Abstract 19398: Diastolic Dysfunction and Deposition of Fibrosis in Pressure Overloaded Hearts is Dependent on Pentraxin3

On the basis of the underlying pathophysiology, it is possible to distinguish two major forms of heart failure (HF): HF owing to reduced left ventricular (LV) systolic function and HF owing to LV diastolic dysfunction. In both cases, chronic remodeling processes in the myocardium antedate overt HF by many years. Inflammation has a pivotal role in cardiac remodeling, and circulating markers of systemic inflammation are independently associated with risk of developing HF and with prognosis after onset. However, the pathophysiological role of many inflammatory biomarkers in HF is poorly understood. In this context, the relationship between circulating levels of pentraxin 3 (PTX3), a novel marker of inflammation, and the presence of diastolic dysfunction and/or overt HF has been emerging. PTX3 belongs to pentraxins, members of a superfamily of multimeric pattern-recognition proteins that can be short (such as CRP) or long (the prototype of this group being PTX3), with important roles at the interface of innate immune response, inflammation, and extracellular matrix remodeling. To dissect the pathophysiological role of PTX3 in the two forms of HF, we subjected mice with a genetic ablation for PTX3 to chronic pressure overload.

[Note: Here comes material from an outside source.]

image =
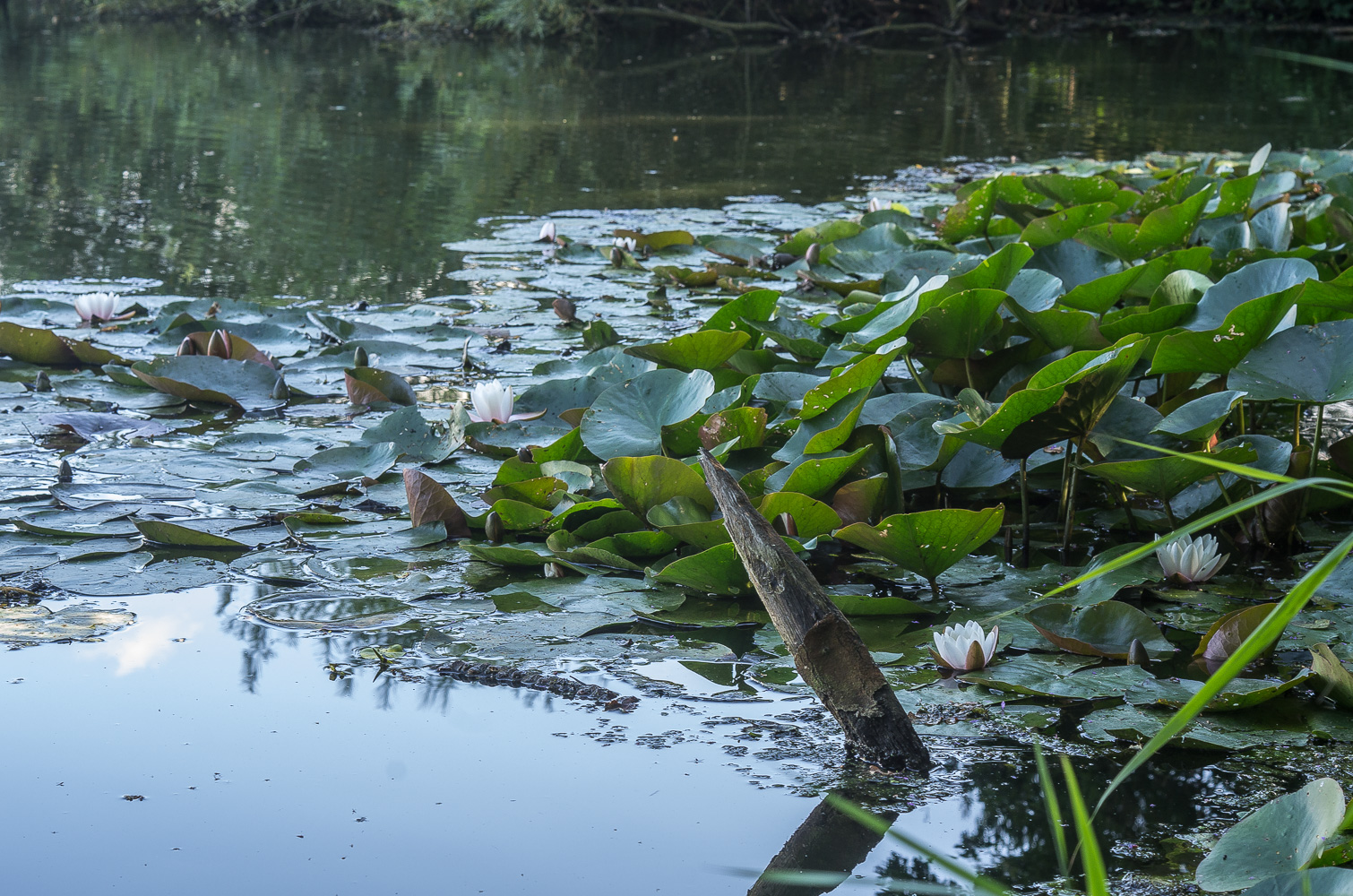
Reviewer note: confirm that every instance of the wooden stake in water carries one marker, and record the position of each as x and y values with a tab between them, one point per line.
827	650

Both echocardiographic analysis and PV loops revealed an early and sustained protection from LV diastolic dysfunction. As regard the process of cardiac remodeling to pressure overload, absence of PTX3 resulted in reduced recruitment of monocyte and deposition of fibrotic tissue. The systolic function was not affected by the absence of PTX3 and both WT and KO mice developed a comparable systolic dysfunction over time. In conclusion our data fully support the clinical association among PTX3 levels and the presence of diastolic dysfunction and candidate this molecular target as a novel therapeutic approach for HF owing to LV diastolic dysfunction.